# Data and model description

There are several datasets and models that are used throughout. First, let me explain the naming convention. As mentioned in the introduction, there are several datasets:

- `core_hate_corpus`: this refers to the article and tweets generated by the hate speech network of users, as provided by Melvyn. It is a combination of the Dailystormer articles and the tweets from users who share these articles.
- `core_tweets_hs_keyword`: This refers data collected using the known hate speech keywords provided by HateBase. The keywords can be found in `hatespeech_core/data/search_streaming/refined_hs_keywords`
- `core_combined_corpus`: This refers to a combination of data collected around specific themes, including the 2016 US Presidential elections, the 2017 Manchester bomber, and other major social events that took place throughout 2016 to 2017.
- Unfiltered: this refers to tweets collected without keywords. It represents *unbiased* data

My reasoning is that in order to model the use of code words, we need to build models that reflect words under their normal usage, and under their potential hate speech usage. This is why we have the Unfiltered and the other datasets. As an example, in the general Twitter stream the word `animals` would most likely be used for its actual meaning, but if we were to check the tweets of users who are in hate speech communities, then `animals` might take on its hate speech meaning which describes people of *"lower class"*.

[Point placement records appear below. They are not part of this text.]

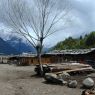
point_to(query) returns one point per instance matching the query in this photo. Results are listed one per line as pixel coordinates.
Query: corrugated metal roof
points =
(72, 51)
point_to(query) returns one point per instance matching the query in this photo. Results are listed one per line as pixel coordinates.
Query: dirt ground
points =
(22, 81)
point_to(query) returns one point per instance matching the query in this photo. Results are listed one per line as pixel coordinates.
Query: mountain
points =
(88, 41)
(20, 45)
(6, 48)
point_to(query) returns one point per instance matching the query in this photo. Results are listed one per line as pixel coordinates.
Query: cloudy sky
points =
(81, 20)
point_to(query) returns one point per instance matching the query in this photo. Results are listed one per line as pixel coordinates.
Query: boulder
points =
(72, 84)
(50, 77)
(64, 75)
(88, 83)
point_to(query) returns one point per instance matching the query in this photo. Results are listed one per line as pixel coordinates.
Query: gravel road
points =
(21, 81)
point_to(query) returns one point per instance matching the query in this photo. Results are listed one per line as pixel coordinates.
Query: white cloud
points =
(81, 20)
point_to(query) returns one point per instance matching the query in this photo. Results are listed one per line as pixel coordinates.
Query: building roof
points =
(72, 51)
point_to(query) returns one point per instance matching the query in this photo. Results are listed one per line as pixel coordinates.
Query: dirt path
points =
(20, 81)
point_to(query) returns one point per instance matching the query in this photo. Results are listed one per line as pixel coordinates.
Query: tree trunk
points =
(40, 64)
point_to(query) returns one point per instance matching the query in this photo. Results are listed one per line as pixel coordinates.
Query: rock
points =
(72, 84)
(64, 75)
(50, 77)
(88, 83)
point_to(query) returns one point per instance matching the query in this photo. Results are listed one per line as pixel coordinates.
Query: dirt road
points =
(21, 81)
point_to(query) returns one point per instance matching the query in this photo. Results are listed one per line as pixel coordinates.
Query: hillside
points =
(88, 41)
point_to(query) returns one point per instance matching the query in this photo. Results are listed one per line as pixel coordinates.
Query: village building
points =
(58, 56)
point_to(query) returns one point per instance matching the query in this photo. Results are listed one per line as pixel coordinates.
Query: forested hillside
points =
(87, 41)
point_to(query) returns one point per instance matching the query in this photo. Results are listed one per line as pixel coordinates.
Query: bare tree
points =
(36, 20)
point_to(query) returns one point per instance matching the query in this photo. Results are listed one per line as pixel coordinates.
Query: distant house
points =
(58, 56)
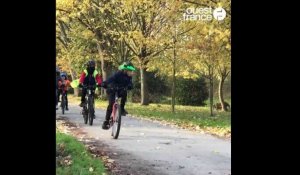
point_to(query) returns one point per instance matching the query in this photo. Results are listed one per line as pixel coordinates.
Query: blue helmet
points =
(63, 74)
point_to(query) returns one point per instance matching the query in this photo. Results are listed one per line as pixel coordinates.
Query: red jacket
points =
(83, 76)
(66, 82)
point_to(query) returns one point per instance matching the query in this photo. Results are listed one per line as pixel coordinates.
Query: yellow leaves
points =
(64, 4)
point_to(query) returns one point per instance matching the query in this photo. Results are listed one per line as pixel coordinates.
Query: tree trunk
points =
(211, 95)
(144, 87)
(173, 79)
(103, 68)
(221, 98)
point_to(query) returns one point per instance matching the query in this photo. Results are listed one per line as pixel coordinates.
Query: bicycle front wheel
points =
(91, 111)
(117, 123)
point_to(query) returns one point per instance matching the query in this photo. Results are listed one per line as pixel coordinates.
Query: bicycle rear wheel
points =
(116, 127)
(63, 104)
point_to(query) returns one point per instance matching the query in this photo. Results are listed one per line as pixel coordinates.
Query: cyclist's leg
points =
(58, 95)
(67, 108)
(84, 91)
(123, 102)
(111, 100)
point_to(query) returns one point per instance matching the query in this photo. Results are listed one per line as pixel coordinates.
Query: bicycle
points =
(63, 99)
(115, 118)
(88, 110)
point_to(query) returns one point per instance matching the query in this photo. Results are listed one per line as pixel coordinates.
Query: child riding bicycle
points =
(89, 76)
(122, 78)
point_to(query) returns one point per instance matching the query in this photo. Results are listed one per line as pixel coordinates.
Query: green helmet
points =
(127, 66)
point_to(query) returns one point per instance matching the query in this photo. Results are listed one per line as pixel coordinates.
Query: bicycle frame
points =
(115, 106)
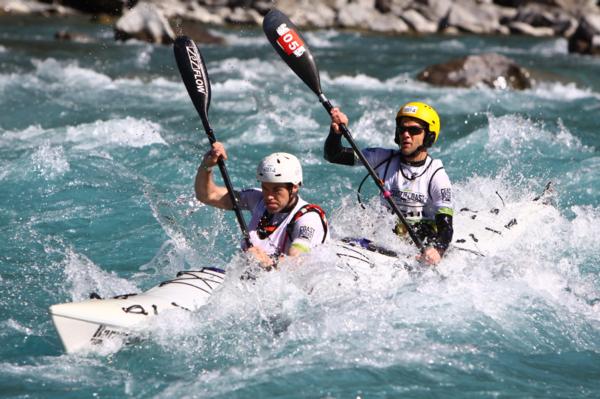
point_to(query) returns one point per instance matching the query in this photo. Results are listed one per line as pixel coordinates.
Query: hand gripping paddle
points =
(292, 48)
(193, 73)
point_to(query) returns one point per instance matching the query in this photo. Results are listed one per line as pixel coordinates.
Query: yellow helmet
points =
(425, 113)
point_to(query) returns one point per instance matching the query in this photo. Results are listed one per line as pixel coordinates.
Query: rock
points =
(311, 13)
(73, 37)
(539, 16)
(471, 17)
(522, 28)
(144, 22)
(418, 22)
(14, 7)
(586, 39)
(433, 10)
(241, 15)
(492, 70)
(110, 7)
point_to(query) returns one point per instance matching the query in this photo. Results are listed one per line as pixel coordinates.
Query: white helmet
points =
(279, 167)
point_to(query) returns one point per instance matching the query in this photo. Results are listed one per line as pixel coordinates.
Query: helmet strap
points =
(293, 200)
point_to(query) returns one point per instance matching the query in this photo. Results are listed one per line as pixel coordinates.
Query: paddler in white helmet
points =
(282, 223)
(418, 183)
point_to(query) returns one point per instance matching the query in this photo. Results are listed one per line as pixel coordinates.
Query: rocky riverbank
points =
(576, 20)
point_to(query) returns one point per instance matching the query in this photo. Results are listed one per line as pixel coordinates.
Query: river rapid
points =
(99, 145)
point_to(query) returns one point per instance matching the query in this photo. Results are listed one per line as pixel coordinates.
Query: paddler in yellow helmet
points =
(418, 183)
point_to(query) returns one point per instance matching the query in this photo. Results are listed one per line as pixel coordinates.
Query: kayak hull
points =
(92, 322)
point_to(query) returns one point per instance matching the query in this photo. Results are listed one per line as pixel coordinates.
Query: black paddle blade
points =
(286, 40)
(193, 73)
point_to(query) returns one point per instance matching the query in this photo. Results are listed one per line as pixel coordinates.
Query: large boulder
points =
(492, 70)
(586, 39)
(144, 22)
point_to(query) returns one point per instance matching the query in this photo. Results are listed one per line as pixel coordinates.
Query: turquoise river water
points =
(99, 144)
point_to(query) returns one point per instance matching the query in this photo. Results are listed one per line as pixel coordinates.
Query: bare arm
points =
(206, 189)
(334, 151)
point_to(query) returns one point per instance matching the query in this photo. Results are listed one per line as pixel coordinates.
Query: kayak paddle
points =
(195, 77)
(286, 40)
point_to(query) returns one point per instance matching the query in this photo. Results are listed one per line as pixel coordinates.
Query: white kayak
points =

To rebuild this work, you only need to collect data using the keywords I have provided, and collect a separate data set without the use of any keywords. This is the data that is non unique. However, it is necessary to download the Dailystormer and the hate speech user network tweets as it is not easy to obtain a dataset that is specific to hatespeech.

I'll add them here for convinience:

- [Website article datasets](https://www.dropbox.com/s/lcg2j3zx2kuz2re/dailystormer_archive.20170901.gz?dl=0)
- [User Tweets datasets](https://www.dropbox.com/s/96mcbq260mgo1gs/melvyn_hs_users.20170901.gz?dl=0)

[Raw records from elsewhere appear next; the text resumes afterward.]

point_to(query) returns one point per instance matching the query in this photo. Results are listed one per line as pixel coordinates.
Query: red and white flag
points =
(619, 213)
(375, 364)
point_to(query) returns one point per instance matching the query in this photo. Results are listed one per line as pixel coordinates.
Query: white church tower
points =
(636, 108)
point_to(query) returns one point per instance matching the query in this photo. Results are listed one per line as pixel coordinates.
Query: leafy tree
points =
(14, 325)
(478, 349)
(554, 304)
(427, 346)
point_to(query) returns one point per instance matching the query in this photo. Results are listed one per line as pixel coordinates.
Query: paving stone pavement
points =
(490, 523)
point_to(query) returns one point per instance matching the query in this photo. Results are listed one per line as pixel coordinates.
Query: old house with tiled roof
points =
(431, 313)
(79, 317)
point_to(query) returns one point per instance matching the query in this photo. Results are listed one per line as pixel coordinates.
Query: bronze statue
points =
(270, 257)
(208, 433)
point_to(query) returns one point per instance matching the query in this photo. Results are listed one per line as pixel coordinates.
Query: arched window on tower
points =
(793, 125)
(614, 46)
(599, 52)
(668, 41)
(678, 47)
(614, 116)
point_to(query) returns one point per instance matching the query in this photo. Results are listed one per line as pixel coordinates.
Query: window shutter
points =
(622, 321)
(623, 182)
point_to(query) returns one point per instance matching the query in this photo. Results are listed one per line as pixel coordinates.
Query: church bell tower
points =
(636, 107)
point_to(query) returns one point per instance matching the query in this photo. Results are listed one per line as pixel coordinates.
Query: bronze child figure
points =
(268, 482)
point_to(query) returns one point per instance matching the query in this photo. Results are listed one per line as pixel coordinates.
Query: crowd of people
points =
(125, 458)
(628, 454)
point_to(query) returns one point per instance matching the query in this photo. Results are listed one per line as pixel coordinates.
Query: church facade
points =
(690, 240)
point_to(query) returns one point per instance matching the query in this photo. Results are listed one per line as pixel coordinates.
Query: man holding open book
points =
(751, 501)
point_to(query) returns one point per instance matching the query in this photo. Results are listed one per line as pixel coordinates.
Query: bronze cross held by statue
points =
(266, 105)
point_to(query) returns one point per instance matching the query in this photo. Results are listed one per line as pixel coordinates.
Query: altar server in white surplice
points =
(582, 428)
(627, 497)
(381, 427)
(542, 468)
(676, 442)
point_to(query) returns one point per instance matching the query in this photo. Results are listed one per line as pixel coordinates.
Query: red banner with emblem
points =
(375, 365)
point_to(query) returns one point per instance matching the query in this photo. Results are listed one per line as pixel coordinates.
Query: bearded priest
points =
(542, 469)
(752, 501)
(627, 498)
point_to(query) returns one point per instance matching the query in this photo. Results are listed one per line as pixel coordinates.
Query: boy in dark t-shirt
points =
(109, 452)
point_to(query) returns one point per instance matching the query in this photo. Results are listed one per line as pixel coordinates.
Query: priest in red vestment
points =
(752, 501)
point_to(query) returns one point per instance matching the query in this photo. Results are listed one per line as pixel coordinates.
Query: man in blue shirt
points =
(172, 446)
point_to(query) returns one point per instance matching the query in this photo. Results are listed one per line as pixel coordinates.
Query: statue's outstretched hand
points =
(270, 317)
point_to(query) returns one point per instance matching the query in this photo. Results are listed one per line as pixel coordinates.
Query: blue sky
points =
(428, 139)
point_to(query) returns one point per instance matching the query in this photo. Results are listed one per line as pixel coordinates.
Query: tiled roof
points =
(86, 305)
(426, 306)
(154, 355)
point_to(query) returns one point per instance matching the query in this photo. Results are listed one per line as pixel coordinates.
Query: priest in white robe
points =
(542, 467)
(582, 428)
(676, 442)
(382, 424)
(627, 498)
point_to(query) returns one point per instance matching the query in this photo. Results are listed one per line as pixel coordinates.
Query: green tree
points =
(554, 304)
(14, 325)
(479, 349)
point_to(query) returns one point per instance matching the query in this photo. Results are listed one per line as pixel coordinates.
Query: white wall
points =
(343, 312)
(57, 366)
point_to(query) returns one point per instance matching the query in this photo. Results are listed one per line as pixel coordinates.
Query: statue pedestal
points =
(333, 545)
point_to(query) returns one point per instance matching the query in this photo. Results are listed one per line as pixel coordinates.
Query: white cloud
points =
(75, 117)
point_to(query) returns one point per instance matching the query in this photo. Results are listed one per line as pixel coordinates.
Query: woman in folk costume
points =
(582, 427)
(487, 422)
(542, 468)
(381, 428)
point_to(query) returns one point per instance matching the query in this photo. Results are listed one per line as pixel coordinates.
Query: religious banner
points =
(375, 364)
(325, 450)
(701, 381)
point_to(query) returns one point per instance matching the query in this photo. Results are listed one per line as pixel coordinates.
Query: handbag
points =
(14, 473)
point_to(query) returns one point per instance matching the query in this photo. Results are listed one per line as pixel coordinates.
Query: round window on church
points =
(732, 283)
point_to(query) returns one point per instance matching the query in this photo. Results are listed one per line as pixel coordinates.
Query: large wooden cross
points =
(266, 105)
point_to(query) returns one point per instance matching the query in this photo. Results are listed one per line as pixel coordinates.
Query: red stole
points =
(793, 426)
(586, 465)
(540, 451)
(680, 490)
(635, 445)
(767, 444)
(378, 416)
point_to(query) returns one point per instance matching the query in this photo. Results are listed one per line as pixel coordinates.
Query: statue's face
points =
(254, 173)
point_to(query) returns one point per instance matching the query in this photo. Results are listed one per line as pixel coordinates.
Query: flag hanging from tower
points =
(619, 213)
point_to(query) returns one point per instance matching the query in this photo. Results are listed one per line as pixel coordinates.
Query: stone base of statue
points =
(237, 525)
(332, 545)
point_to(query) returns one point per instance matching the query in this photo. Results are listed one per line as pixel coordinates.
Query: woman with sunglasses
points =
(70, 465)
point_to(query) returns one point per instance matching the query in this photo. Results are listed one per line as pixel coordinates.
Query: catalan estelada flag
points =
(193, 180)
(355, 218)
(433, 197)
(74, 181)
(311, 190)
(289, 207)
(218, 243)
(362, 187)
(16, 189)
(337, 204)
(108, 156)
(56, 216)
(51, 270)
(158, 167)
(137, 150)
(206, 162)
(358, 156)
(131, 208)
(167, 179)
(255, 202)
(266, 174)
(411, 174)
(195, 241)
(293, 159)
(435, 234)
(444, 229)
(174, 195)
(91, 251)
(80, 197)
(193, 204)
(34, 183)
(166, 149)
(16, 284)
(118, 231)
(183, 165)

## Neural Embedding models

There are two types of models in use, tradition word vector models (built with fasttext) and syntactic dependecy models (built with dependency2vec). The word embedding models reflect word collocation or word relatedness. The dependency2vec models reflect word similarity or word behaviour. You can check out the slides in the `docs` folder for a more visual explanation.

I trained word embedding and dependency2vec models for BOTH the unfiltered and the hate speech corpus. I have included all the embedding models that I trained, the notebook `03_codeword_selection` shows how they can be loaded and used.

In terms of training new models, the module `neural_embeddings` takes care of that, more specifically, it is under the functions `train_word_embeddings` and `train_dep2vec_model`.